RE: Ambiguous content models -- allowed or disallowed by XSDL? from Lehmann, Steen on 2002-06-13 (xmlschema-dev@w3.org from June 2002)

From: Lehmann, Steen <slehmann@silverstream.com>
Date: Thu, 13 Jun 2002 12:36:18 +0200
To: "'Jeni Tennison'" <jeni@jenitennison.com>
Cc: xmlschema-dev@w3.org
Message-ID: <FD8A740186525243807FBCDB7E739D0585F3A4@EXBE1.silverstream.be>

>   <xs:sequence minOccurs="2" maxOccurs="2">
>     <xs:element name="a" minOccurs="1" maxOccurs="2" />
>     <xs:element name="b" minOccurs="0" />
>   </xs:sequence>
> 
> which fulfils the unique attribution constraint since there is only
> one particle for each of the two elements a and b, but is ambiguous
> because if you have:
> 
>   <a /><a /><b />
> 
> then you don't know whether you've got to the end of the content model
> (the first a comes from the first occurrence of the sequence, the
> remainder from the second occurrence of that sequence) or if you're
> still within the first occurrence of the sequence.
> 
> For my education, could you explain (or point me to something that
> explains) how parsers manage to accept the sequence a, a, b without
> backtracking?

A parser I've created translates each complexType into a non-deterministic
graph representation (an "NFA"), which is then turned into a deterministic
version (a "DFA") by a standard, well-known algorithm.

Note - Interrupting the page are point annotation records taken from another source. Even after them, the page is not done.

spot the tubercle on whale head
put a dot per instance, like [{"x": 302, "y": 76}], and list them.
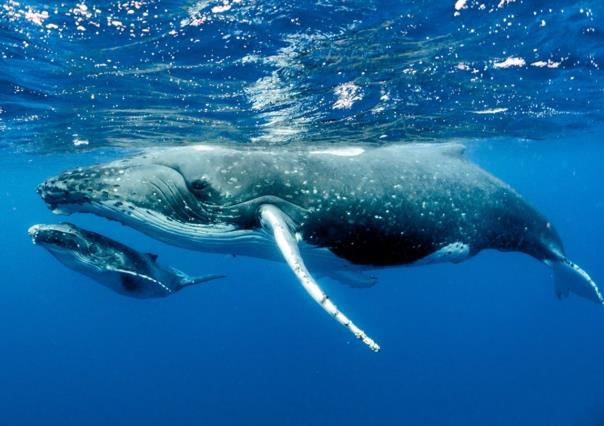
[
  {"x": 143, "y": 191},
  {"x": 62, "y": 236}
]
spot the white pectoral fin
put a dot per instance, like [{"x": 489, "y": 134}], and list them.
[
  {"x": 353, "y": 279},
  {"x": 569, "y": 277},
  {"x": 202, "y": 279},
  {"x": 276, "y": 222},
  {"x": 130, "y": 276}
]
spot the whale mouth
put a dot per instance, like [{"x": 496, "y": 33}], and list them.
[{"x": 54, "y": 237}]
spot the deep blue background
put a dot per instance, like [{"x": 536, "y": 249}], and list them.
[
  {"x": 480, "y": 343},
  {"x": 483, "y": 342}
]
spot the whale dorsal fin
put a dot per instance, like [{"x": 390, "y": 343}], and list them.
[
  {"x": 153, "y": 256},
  {"x": 275, "y": 222}
]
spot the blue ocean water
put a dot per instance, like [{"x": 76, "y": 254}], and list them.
[{"x": 485, "y": 342}]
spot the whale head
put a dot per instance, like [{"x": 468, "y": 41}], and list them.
[
  {"x": 66, "y": 242},
  {"x": 179, "y": 195}
]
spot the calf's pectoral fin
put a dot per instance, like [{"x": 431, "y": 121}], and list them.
[
  {"x": 569, "y": 277},
  {"x": 276, "y": 223},
  {"x": 199, "y": 280},
  {"x": 131, "y": 280}
]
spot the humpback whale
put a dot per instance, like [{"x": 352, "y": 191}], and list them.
[
  {"x": 116, "y": 266},
  {"x": 335, "y": 211}
]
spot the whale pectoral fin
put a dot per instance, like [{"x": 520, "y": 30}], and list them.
[
  {"x": 199, "y": 280},
  {"x": 569, "y": 277},
  {"x": 353, "y": 279},
  {"x": 130, "y": 279},
  {"x": 277, "y": 223}
]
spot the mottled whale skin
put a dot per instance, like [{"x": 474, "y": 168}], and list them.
[
  {"x": 115, "y": 265},
  {"x": 369, "y": 206}
]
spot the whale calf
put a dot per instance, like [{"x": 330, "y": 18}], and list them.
[
  {"x": 116, "y": 266},
  {"x": 335, "y": 211}
]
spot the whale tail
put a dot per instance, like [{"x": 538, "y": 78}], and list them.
[{"x": 569, "y": 277}]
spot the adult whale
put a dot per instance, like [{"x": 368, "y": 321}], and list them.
[{"x": 370, "y": 207}]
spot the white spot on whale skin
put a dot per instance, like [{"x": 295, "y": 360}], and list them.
[
  {"x": 454, "y": 252},
  {"x": 340, "y": 152}
]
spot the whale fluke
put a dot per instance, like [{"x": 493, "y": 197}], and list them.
[
  {"x": 276, "y": 222},
  {"x": 569, "y": 276}
]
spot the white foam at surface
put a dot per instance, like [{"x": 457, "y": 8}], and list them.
[
  {"x": 490, "y": 111},
  {"x": 341, "y": 152},
  {"x": 347, "y": 94},
  {"x": 510, "y": 62}
]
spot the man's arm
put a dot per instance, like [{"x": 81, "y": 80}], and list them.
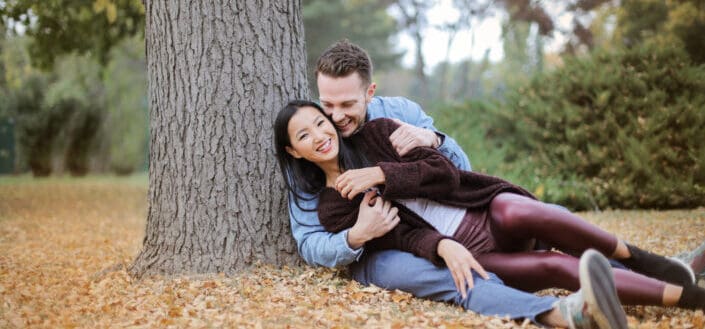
[
  {"x": 411, "y": 113},
  {"x": 319, "y": 247}
]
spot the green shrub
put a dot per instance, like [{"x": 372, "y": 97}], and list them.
[
  {"x": 473, "y": 126},
  {"x": 629, "y": 125}
]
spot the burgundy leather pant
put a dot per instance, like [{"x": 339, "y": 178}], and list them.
[{"x": 515, "y": 220}]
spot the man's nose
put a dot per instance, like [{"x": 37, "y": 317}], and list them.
[{"x": 337, "y": 115}]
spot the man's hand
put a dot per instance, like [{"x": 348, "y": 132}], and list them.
[
  {"x": 460, "y": 261},
  {"x": 407, "y": 137},
  {"x": 375, "y": 219},
  {"x": 355, "y": 181}
]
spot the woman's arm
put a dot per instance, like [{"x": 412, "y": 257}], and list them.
[{"x": 337, "y": 213}]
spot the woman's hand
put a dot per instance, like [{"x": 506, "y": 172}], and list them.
[
  {"x": 376, "y": 217},
  {"x": 355, "y": 181},
  {"x": 460, "y": 261}
]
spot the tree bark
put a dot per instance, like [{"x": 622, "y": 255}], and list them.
[{"x": 218, "y": 73}]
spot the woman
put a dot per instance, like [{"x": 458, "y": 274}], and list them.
[{"x": 496, "y": 221}]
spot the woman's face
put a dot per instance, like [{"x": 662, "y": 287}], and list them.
[{"x": 313, "y": 137}]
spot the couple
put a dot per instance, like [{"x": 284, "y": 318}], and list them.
[{"x": 487, "y": 219}]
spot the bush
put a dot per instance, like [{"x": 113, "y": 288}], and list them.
[{"x": 630, "y": 124}]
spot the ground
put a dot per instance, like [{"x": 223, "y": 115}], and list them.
[{"x": 65, "y": 245}]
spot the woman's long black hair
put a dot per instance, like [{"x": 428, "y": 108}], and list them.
[{"x": 300, "y": 175}]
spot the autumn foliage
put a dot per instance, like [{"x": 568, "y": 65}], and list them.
[{"x": 65, "y": 245}]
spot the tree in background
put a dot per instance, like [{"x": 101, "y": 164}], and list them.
[
  {"x": 628, "y": 123},
  {"x": 364, "y": 22},
  {"x": 669, "y": 23},
  {"x": 58, "y": 27},
  {"x": 76, "y": 109},
  {"x": 127, "y": 116}
]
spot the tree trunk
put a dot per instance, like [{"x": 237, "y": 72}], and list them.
[{"x": 218, "y": 73}]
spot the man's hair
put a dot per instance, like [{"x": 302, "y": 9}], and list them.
[{"x": 342, "y": 59}]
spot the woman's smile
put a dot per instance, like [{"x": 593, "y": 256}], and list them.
[{"x": 313, "y": 136}]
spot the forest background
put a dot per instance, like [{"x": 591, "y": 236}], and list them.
[{"x": 611, "y": 117}]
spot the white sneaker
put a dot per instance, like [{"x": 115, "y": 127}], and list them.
[
  {"x": 596, "y": 304},
  {"x": 695, "y": 260}
]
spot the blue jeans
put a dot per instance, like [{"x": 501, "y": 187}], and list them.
[{"x": 394, "y": 269}]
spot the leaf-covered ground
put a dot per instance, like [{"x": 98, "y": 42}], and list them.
[{"x": 65, "y": 245}]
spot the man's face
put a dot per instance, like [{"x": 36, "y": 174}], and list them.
[{"x": 345, "y": 101}]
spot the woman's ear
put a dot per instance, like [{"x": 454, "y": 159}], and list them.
[{"x": 293, "y": 152}]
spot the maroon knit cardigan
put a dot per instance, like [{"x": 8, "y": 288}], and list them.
[{"x": 422, "y": 173}]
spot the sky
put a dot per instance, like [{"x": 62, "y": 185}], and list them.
[{"x": 487, "y": 34}]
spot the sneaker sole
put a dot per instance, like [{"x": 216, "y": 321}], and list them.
[
  {"x": 687, "y": 267},
  {"x": 597, "y": 284}
]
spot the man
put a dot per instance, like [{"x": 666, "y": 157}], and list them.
[{"x": 347, "y": 95}]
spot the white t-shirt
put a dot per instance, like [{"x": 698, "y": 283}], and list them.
[{"x": 444, "y": 218}]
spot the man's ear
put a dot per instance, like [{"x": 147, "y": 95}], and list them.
[
  {"x": 370, "y": 91},
  {"x": 293, "y": 152}
]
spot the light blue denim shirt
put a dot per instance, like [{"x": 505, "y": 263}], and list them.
[{"x": 321, "y": 248}]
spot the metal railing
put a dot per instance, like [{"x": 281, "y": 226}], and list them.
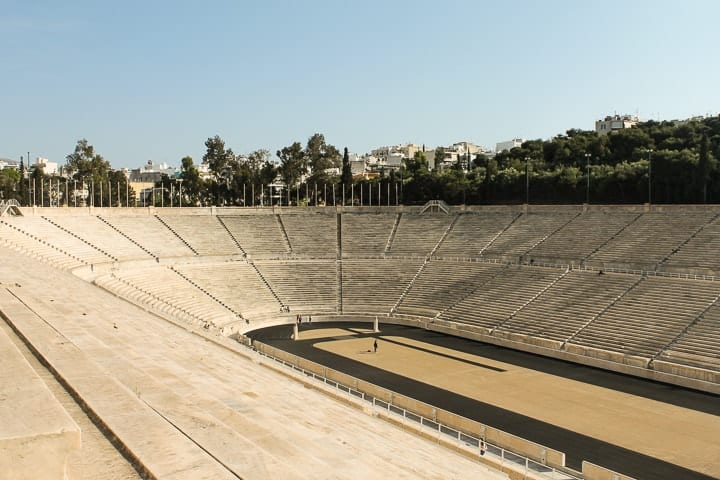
[{"x": 471, "y": 444}]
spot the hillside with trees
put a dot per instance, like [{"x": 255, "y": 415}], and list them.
[{"x": 661, "y": 162}]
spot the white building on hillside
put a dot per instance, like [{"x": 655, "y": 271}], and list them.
[
  {"x": 615, "y": 122},
  {"x": 48, "y": 167},
  {"x": 509, "y": 145}
]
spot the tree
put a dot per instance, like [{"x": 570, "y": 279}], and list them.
[
  {"x": 320, "y": 157},
  {"x": 10, "y": 183},
  {"x": 192, "y": 185},
  {"x": 85, "y": 164},
  {"x": 292, "y": 164},
  {"x": 22, "y": 190},
  {"x": 704, "y": 168},
  {"x": 346, "y": 176},
  {"x": 217, "y": 157},
  {"x": 89, "y": 168}
]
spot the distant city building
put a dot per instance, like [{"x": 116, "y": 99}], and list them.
[
  {"x": 460, "y": 152},
  {"x": 615, "y": 122},
  {"x": 509, "y": 145},
  {"x": 142, "y": 180},
  {"x": 48, "y": 167},
  {"x": 7, "y": 163}
]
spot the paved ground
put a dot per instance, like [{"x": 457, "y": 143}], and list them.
[
  {"x": 97, "y": 458},
  {"x": 190, "y": 408},
  {"x": 637, "y": 427}
]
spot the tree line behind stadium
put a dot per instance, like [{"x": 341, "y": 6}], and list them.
[{"x": 668, "y": 162}]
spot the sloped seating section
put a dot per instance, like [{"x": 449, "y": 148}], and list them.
[
  {"x": 699, "y": 254},
  {"x": 32, "y": 246},
  {"x": 649, "y": 316},
  {"x": 472, "y": 233},
  {"x": 204, "y": 233},
  {"x": 260, "y": 236},
  {"x": 417, "y": 235},
  {"x": 526, "y": 232},
  {"x": 649, "y": 240},
  {"x": 236, "y": 284},
  {"x": 374, "y": 287},
  {"x": 103, "y": 236},
  {"x": 444, "y": 283},
  {"x": 291, "y": 261},
  {"x": 366, "y": 234},
  {"x": 162, "y": 289},
  {"x": 581, "y": 237},
  {"x": 149, "y": 232},
  {"x": 44, "y": 231},
  {"x": 700, "y": 344},
  {"x": 568, "y": 305},
  {"x": 495, "y": 301},
  {"x": 306, "y": 286},
  {"x": 312, "y": 235}
]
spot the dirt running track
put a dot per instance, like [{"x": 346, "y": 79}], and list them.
[{"x": 644, "y": 429}]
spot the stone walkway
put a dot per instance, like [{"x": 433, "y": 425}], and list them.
[{"x": 187, "y": 408}]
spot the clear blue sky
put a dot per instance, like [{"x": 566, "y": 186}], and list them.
[{"x": 154, "y": 79}]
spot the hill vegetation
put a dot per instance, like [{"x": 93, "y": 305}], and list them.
[{"x": 669, "y": 162}]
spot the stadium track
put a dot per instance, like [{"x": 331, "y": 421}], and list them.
[{"x": 576, "y": 446}]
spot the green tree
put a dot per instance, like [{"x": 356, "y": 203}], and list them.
[
  {"x": 292, "y": 164},
  {"x": 217, "y": 157},
  {"x": 193, "y": 188},
  {"x": 88, "y": 168},
  {"x": 706, "y": 164},
  {"x": 10, "y": 184},
  {"x": 346, "y": 176}
]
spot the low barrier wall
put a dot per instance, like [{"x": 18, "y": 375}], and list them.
[
  {"x": 596, "y": 472},
  {"x": 521, "y": 446}
]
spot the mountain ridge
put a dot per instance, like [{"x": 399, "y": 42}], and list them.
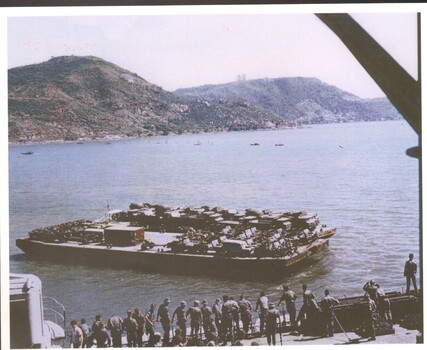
[{"x": 72, "y": 98}]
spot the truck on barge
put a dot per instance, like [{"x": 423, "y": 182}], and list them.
[{"x": 208, "y": 241}]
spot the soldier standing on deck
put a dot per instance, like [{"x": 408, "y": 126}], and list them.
[
  {"x": 289, "y": 297},
  {"x": 140, "y": 320},
  {"x": 262, "y": 305},
  {"x": 384, "y": 308},
  {"x": 245, "y": 312},
  {"x": 206, "y": 315},
  {"x": 217, "y": 311},
  {"x": 271, "y": 319},
  {"x": 130, "y": 326},
  {"x": 149, "y": 322},
  {"x": 227, "y": 318},
  {"x": 371, "y": 288},
  {"x": 327, "y": 304},
  {"x": 181, "y": 318},
  {"x": 370, "y": 315},
  {"x": 114, "y": 324},
  {"x": 236, "y": 314},
  {"x": 165, "y": 320},
  {"x": 96, "y": 324},
  {"x": 306, "y": 295},
  {"x": 409, "y": 273},
  {"x": 196, "y": 318}
]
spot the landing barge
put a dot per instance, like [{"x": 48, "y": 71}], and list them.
[{"x": 208, "y": 241}]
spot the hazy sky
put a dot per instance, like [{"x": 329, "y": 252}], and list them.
[{"x": 176, "y": 51}]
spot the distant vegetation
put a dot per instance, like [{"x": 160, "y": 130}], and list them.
[
  {"x": 302, "y": 100},
  {"x": 84, "y": 98}
]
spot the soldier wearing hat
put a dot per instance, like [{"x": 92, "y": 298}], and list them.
[
  {"x": 271, "y": 319},
  {"x": 289, "y": 297},
  {"x": 206, "y": 315},
  {"x": 217, "y": 312},
  {"x": 140, "y": 319},
  {"x": 327, "y": 304},
  {"x": 165, "y": 320},
  {"x": 149, "y": 321},
  {"x": 130, "y": 326},
  {"x": 410, "y": 273},
  {"x": 262, "y": 305},
  {"x": 245, "y": 307},
  {"x": 228, "y": 307},
  {"x": 181, "y": 321},
  {"x": 196, "y": 318}
]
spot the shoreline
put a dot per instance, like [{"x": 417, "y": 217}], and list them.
[{"x": 114, "y": 138}]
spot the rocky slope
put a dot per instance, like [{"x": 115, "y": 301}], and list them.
[
  {"x": 85, "y": 98},
  {"x": 81, "y": 98},
  {"x": 305, "y": 100}
]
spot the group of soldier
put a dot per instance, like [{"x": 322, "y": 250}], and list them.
[
  {"x": 227, "y": 320},
  {"x": 231, "y": 320}
]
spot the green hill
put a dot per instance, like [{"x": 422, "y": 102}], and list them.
[
  {"x": 80, "y": 98},
  {"x": 85, "y": 98},
  {"x": 305, "y": 100}
]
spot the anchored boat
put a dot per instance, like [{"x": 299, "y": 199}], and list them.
[{"x": 209, "y": 241}]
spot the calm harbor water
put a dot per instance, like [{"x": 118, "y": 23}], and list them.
[{"x": 356, "y": 177}]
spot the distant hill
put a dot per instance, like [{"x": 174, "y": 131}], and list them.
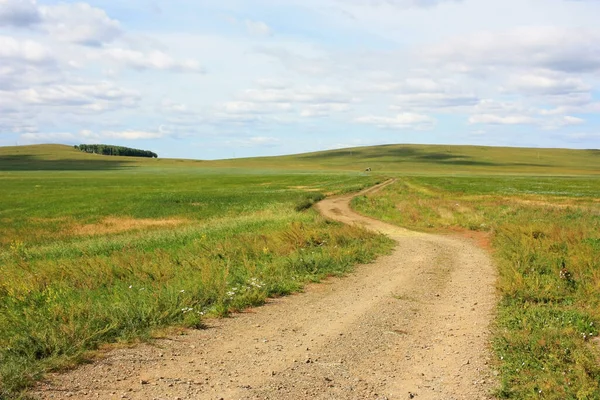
[
  {"x": 405, "y": 159},
  {"x": 437, "y": 159}
]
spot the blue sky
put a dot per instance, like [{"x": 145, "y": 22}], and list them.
[{"x": 235, "y": 78}]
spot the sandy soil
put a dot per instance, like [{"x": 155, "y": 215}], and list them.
[{"x": 414, "y": 324}]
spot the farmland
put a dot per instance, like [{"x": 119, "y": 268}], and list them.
[{"x": 98, "y": 249}]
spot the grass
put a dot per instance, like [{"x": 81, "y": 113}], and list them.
[
  {"x": 94, "y": 255},
  {"x": 97, "y": 249},
  {"x": 545, "y": 238}
]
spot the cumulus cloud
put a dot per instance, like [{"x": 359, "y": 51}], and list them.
[
  {"x": 435, "y": 101},
  {"x": 258, "y": 28},
  {"x": 133, "y": 134},
  {"x": 545, "y": 83},
  {"x": 79, "y": 98},
  {"x": 400, "y": 121},
  {"x": 493, "y": 119},
  {"x": 79, "y": 23},
  {"x": 255, "y": 141},
  {"x": 306, "y": 94},
  {"x": 553, "y": 48},
  {"x": 25, "y": 51},
  {"x": 401, "y": 3},
  {"x": 76, "y": 22},
  {"x": 19, "y": 13}
]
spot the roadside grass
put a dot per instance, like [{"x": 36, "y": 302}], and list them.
[
  {"x": 545, "y": 236},
  {"x": 71, "y": 281}
]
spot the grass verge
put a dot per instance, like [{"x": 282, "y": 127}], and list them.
[
  {"x": 64, "y": 293},
  {"x": 545, "y": 238}
]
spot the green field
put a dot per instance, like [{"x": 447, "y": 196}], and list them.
[
  {"x": 545, "y": 237},
  {"x": 99, "y": 249}
]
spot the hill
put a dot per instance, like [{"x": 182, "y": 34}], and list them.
[{"x": 401, "y": 158}]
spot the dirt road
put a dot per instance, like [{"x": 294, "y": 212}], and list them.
[{"x": 414, "y": 324}]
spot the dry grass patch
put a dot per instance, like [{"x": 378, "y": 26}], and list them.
[
  {"x": 123, "y": 224},
  {"x": 304, "y": 188}
]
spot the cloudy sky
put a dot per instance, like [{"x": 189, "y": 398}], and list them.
[{"x": 231, "y": 78}]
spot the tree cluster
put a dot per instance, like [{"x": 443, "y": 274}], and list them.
[{"x": 110, "y": 150}]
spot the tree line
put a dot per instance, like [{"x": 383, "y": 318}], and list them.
[{"x": 110, "y": 150}]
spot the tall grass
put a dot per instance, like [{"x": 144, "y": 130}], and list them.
[
  {"x": 64, "y": 293},
  {"x": 545, "y": 237}
]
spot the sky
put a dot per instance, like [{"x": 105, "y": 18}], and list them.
[{"x": 208, "y": 79}]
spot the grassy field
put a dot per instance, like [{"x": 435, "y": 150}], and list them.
[
  {"x": 98, "y": 249},
  {"x": 545, "y": 236}
]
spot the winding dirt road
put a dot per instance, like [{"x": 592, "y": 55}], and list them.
[{"x": 414, "y": 324}]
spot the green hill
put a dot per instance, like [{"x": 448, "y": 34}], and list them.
[{"x": 405, "y": 159}]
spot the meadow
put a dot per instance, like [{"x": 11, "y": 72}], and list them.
[
  {"x": 544, "y": 233},
  {"x": 91, "y": 254},
  {"x": 97, "y": 250}
]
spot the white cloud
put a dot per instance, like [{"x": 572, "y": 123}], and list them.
[
  {"x": 255, "y": 141},
  {"x": 258, "y": 28},
  {"x": 554, "y": 48},
  {"x": 400, "y": 121},
  {"x": 435, "y": 100},
  {"x": 306, "y": 94},
  {"x": 80, "y": 98},
  {"x": 399, "y": 3},
  {"x": 19, "y": 13},
  {"x": 493, "y": 119},
  {"x": 25, "y": 51},
  {"x": 545, "y": 83},
  {"x": 79, "y": 23},
  {"x": 323, "y": 109},
  {"x": 247, "y": 107},
  {"x": 133, "y": 134}
]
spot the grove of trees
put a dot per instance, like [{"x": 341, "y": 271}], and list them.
[{"x": 110, "y": 150}]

I suspect this may be
overkill because of the UPA, but was kind of fun to do (I don't get out much
:).

The NFA created from the innards of the <sequence> above would have five
states with transitions between them, each transition would be labelled a, b
or (empty), meaning that when the parser is in a state it will change to
another state if there is a transition between the two states matching the
current symbol it is trying to parse (or if there is a transition for
(empty) between the two states). It may look like this, numbering the states
and labelling empty transitions E. Computation starts in state 0 and is
successful if it ends in state 4.

0 --a--> 1
1 --a--> 2
1 --b--> 3
1 --E--> 3
2 --b--> 3
2 --E--> 4
3 --b--> 3
3 --E--> 4

To also include the containing <sequence> simply repeat the whole graph
twice, copying every transition out of state 0 to state 4, resulting in
states 5 to 8 (copies of 1 to 4)

Now, to turn this NFA into a corresponding DFA we "collapse" the empty
transitions from each state and copy transitions from states we can reach by
following empty transitions back to the original state (known as evaluating
lambda closure). The resulting DFA has no empty transitions, so at each
state we know immediately if a parsed symbol is legal (there is a transition
somewhere for that symbol) without a need for backtracking. 

Here it is:
0 --a--> 1
1 --a--> 3
1 --b--> 2
2 --a--> 4
2 --b--> 2
3 --a--> 4
3 --b--> 2
4 --a--> 6
4 --b--> 5
5 --b--> 5
6 --b--> 5

The parsed input is correct if evaluation terminates in state 5 or 6. Hope
this was educational. I'm sure there are more efficient ways of doing it,
but the theorietical basis for this approach is well-understood and fairly
easy to apply.

Cheers,

-- Steen

/**
 * Steen Lehmann - <mailto:slehmann@silverstream.com>
 * Senior Software Engineer (R&D), SilverStream Software 
 * <http://www.silverstream.com>
 */

Received on Thursday, 13 June 2002 06:36:52 UTC